The topic of my development economics class last week was education. The following my insights from the readings and our discussion.
Enrollment vs. quality education
Although the United Nations used net enrolment ratio as the main measure of “universal education” goal in the Millennium Development Goals, it fails to account for the quality of education. The high teacher absence rate in many developing countries makes people wonder if schools serve their purpose of promoting knowledge and enhance skills. Survey results (Chaudhury et al, 2006) suggest that on average 19% of teachers were absent in Bangladesh, Ecuador, India, Indonesia, Peru and Uganda. Teachers with higher qualifications and more power tend to be absent more.
Education as Investment vs. Education as Gift
It’s tempting to take education for granted. One can certainly argue that parents recognize the intrinsic value of education in enabling us to fully realize one’s potential and simply give education to their children as a gift. But in financially constrained households, educational choices are made after carefully weighing risks and returns. Education is an investment, and parents, as investors, have to evaluate the project before putting money into it. In poor households, parents tend to invest less in education than the richer families. Apart from the reason that they have limited financial resources, they also seem to underestimate the role of education. Several papers have shown that the perceived returns on education (in terms of wage differential) are far less than the truth.
Risk as a central concern
Overbearing parents in poor households often “pick the winner”, i.e. choose the most promising child and invest heavily in him or her. This also means that the other children have less chance to advance in personal development. Looking at these makes one wonder: why do the poor have so many children in the first place? Why don’t they have fewer children with higher quality (just like the one-child policy slogan in China — “giving birth to fewer and healthier children”)? The rationale may be that by raising more children, the parents are lowering their risk of not being taken care of when they are old. For the poor, diversifying risk is a major concern.
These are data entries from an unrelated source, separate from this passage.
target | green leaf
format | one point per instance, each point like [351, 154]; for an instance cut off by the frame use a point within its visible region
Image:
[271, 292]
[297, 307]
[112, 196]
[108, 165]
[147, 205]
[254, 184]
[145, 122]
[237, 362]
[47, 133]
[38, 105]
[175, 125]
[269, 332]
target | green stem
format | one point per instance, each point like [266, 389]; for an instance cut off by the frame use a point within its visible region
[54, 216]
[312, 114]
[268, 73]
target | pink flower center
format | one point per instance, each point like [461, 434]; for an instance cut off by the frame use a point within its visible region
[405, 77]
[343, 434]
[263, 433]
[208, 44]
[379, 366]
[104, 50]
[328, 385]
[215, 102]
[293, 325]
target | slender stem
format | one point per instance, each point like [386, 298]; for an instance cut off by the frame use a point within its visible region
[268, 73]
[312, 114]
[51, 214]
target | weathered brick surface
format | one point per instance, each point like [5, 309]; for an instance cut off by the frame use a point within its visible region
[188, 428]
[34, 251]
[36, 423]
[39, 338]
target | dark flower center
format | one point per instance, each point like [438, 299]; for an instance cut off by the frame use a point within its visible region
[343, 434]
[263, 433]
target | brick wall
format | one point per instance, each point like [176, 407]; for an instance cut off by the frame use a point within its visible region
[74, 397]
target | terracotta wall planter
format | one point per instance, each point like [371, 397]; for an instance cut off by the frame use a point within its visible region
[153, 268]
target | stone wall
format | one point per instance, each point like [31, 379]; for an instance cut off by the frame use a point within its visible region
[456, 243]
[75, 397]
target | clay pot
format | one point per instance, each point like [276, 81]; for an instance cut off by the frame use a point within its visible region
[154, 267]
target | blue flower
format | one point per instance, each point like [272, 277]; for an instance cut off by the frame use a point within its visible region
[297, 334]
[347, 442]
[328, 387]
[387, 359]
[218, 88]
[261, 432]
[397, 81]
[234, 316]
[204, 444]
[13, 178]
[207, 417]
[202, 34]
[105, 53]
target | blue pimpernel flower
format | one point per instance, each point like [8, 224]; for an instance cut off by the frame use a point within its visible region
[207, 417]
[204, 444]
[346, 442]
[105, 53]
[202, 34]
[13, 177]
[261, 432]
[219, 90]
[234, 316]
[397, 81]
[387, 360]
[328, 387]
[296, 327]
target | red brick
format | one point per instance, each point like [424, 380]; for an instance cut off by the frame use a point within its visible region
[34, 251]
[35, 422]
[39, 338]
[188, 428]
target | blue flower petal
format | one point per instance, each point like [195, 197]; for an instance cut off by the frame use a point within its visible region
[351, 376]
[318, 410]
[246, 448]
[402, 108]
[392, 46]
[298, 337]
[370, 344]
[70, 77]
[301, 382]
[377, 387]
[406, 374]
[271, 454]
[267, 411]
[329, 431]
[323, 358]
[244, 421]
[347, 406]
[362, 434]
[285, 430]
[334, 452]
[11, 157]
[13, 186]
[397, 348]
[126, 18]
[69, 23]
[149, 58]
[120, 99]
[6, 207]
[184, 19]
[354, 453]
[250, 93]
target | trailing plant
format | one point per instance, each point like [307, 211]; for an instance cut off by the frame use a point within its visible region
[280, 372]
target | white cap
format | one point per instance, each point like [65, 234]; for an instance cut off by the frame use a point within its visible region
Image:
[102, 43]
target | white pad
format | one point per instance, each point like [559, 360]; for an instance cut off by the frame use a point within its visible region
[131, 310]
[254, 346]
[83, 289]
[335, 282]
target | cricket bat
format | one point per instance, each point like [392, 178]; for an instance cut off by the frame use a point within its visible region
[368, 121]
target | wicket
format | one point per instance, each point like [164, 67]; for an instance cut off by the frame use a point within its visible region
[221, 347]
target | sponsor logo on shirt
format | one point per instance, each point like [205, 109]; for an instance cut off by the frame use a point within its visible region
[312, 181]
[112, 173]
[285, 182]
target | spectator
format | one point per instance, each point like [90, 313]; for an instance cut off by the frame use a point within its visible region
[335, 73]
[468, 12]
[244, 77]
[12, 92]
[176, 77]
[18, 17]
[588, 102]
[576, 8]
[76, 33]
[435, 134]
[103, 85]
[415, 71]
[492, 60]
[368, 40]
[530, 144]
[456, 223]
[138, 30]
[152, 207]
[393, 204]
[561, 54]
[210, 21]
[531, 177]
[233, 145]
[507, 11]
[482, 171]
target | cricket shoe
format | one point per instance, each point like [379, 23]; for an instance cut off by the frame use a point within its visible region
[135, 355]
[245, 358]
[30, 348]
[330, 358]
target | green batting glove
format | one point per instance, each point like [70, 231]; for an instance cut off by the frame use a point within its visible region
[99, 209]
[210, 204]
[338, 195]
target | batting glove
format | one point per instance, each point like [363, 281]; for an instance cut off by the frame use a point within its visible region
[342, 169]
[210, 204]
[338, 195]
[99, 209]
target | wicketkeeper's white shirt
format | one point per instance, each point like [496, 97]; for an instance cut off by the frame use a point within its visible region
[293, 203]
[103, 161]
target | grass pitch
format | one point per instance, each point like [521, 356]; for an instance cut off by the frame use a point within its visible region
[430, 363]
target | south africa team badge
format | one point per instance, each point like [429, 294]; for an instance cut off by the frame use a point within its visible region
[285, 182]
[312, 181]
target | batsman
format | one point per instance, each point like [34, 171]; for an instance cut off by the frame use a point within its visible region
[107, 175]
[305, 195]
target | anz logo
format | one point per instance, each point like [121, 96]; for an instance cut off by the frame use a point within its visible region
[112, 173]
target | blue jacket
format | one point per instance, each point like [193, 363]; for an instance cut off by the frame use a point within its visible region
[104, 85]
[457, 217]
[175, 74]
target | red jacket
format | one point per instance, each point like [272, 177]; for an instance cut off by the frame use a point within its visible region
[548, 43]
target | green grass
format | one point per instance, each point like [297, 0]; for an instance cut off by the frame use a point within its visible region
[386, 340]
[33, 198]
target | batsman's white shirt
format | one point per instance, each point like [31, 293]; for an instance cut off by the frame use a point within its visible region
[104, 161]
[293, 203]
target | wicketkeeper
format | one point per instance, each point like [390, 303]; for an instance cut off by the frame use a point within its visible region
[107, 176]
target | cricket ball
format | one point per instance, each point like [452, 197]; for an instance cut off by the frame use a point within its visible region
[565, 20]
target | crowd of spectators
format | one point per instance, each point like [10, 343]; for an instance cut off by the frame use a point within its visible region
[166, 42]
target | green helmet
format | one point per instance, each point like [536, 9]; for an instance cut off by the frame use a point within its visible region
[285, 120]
I am now reading Banerjee and Duflo’s book chapter on microfinance, so I will revisit the issue of how risk affects the behaviors of the poor next week.
Abhijit V. Banerjee and Esther Duflo. 2011. Poor Economics: A Radical Rethinking of the Way to Fight Global Poverty. PublicAffairs. New York.
Nazmul Chaudhury, Jeffrey Hammer, Michael Kremer, Karthik Muralidharan and F. Halsey Rogers. 2006. Missing in Action: Teacher and Health Worker Absence in Developing Countries. Journal of Economic Perspectives 20(1): 91-116.